It’s Labor Day, go to work

The Man, or some facsimile of him, will burn on Saturday night. (In case you haven’t heard, someone prematurely, cruelly and perhaps humorously lit our hero up.) It will be another unforgettable night on another unforgettable weekend. What has actually been forgotten is the reason people are able to head up to the Black Rock Desert. It’s a three-day weekend, during which many of us get an extra day off in order to honor the engines that make this country run: human labor. And we have three-day weekends not through the benevolence of business but because of the activism of workers.

It’s Labor Day on Sept. 3. Have you forgotten? Were you thinking it was just a day to drink a beer, barbecue a chicken, play a game of Frisbee with your cousin-in-law-by-marriage?

That burning effigy can stand as an effective metaphor for the labor movement in the United States. Like Burning Man, the labor movement began among a few people who wanted to work with like-minded people to achieve a result. In the case of labor, those workers desired shorter working hours, decent pay, better working conditions. In any case, though, it was the First Amendment that allowed the people to congregate peaceably—although sometimes, business and labor were anything but peaceful.

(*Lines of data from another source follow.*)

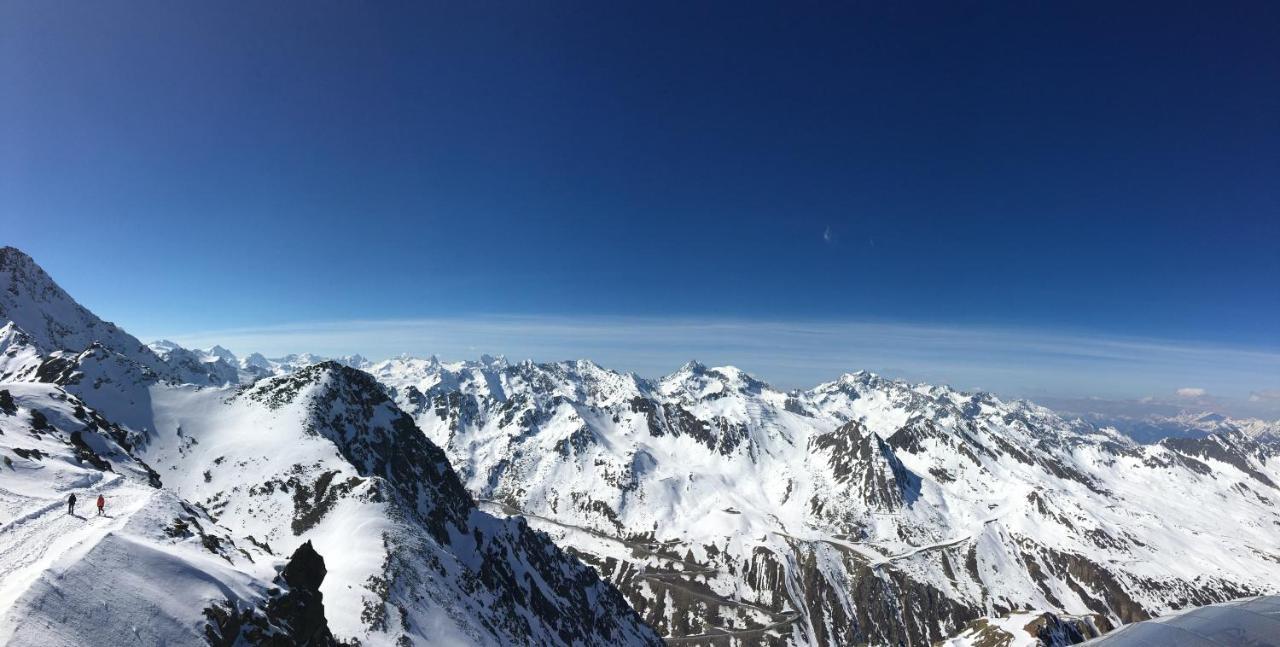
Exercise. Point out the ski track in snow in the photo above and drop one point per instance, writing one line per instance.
(24, 552)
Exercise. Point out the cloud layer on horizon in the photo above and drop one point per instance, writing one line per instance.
(798, 354)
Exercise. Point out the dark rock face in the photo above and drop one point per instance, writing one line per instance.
(530, 587)
(1234, 449)
(859, 456)
(292, 616)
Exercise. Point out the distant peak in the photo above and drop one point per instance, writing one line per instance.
(693, 367)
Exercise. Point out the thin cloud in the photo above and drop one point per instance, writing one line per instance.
(795, 354)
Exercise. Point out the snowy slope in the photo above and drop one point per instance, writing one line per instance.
(300, 507)
(54, 322)
(862, 510)
(145, 573)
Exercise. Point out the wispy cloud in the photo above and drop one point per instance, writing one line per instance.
(794, 354)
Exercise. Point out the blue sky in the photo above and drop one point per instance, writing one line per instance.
(1083, 172)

“Congress shall make no law respecting an establishment of religion, or prohibiting the free exercise thereof; or abridging the freedom of speech, or of the press; or the right of the people peaceably to assemble, and to petition the Government for a redress of grievances.”

The labor movement has gone through many changes in this country. Like Burning Man, there have been changes in the leadership of the labor movement that, at times, went in directions that outsiders and peons didn’t always agree with. In the case of the labor movement, involvement with organized crime undermined the faith of nonmembers and members alike.

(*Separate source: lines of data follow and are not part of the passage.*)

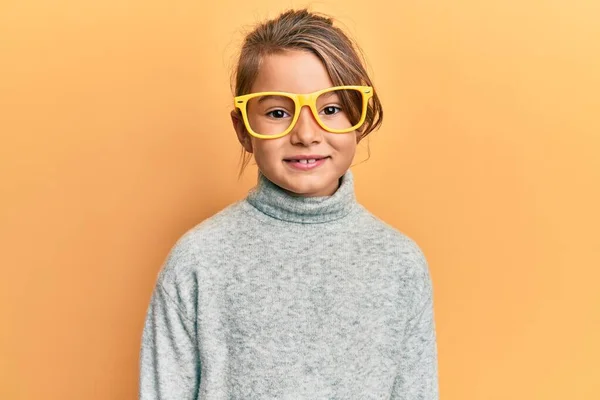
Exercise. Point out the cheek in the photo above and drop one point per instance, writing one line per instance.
(266, 151)
(344, 143)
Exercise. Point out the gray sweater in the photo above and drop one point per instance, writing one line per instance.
(286, 297)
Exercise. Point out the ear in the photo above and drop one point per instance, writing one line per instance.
(359, 136)
(240, 130)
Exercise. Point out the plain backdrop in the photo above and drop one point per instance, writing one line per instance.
(116, 139)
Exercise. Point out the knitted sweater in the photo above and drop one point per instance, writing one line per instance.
(288, 297)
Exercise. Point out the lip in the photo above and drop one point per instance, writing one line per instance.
(305, 157)
(298, 166)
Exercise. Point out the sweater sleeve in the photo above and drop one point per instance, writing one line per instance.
(417, 377)
(169, 360)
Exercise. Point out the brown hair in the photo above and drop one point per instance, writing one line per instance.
(307, 31)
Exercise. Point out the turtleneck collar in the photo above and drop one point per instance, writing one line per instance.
(272, 200)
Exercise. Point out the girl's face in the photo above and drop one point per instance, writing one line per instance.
(298, 72)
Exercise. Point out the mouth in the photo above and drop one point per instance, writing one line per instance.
(310, 159)
(305, 163)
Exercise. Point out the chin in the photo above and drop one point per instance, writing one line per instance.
(302, 186)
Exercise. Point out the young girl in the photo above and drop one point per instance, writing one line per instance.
(297, 291)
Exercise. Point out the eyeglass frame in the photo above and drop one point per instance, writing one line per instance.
(301, 100)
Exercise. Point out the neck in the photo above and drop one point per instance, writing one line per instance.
(278, 203)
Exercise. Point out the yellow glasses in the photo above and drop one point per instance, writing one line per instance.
(271, 115)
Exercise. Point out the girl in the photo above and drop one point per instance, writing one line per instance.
(297, 291)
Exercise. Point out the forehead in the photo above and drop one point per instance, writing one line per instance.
(291, 71)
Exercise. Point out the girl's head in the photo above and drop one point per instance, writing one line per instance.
(301, 53)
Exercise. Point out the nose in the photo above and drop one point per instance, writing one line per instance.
(307, 131)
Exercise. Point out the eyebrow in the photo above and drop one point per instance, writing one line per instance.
(270, 96)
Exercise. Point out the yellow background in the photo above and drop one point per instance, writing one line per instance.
(116, 139)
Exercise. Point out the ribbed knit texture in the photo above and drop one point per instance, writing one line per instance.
(285, 297)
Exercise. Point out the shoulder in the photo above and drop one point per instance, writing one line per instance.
(201, 245)
(394, 243)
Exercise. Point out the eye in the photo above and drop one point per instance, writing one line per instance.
(277, 114)
(331, 110)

Pro-business, anti-worker interests have long taken advantage of the revolving doors for lobbyists on Capitol Hill and even state and city offices to weaken the collective bargaining powers of groups. Among other things, they attacking the unions’ ability to sway elections with money, something the anti-worker corporations do with impunity, in spite of the fact that business money always overwhelms labor money in every election in every year.

The construction boom in Northern Nevada has been a benefit to many of the workers’ unions hereabouts. The problem is while the builders’ unions have benefited, unions like the culinary unions haven’t kept up with the growth. Pretty easy to see that management has won the battle, hereabouts, if not the war. However, there are still hints of unions’ past greatness and power. For example, members of Culinary Workers Union Local 226 employed at Reno’s Grand Sierra Resort are expected to vote this month on measures that could lead to a strike.

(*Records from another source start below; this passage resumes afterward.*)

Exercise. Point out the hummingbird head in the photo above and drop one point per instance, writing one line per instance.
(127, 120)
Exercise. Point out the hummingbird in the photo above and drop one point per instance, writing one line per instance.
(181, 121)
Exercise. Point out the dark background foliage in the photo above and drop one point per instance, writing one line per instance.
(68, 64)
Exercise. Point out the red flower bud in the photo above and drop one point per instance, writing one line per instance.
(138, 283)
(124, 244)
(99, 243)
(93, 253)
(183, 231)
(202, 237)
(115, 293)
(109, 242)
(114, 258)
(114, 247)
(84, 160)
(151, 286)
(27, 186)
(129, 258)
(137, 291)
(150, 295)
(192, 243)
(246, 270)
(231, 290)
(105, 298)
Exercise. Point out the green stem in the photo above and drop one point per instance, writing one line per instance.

For this dispute, monthly health care costs are at issue. A family plan costs workers $30 a month. The Grand Sierra wants to raise that to about $60 a month for individuals and more than $170 a month on the family plan. The vote is expected to come on Aug. 30, just three days before Labor Day. There are many of us who could only wish our health insurance was so cheap—and the worker unions are surely part of the reason for that low cost.

The labor movement may have gotten a little singed, as has the Man, but it’s pretty clear that many of the inroads corporate America has made against unions have not been beneficial for those of us who don’t belong to them.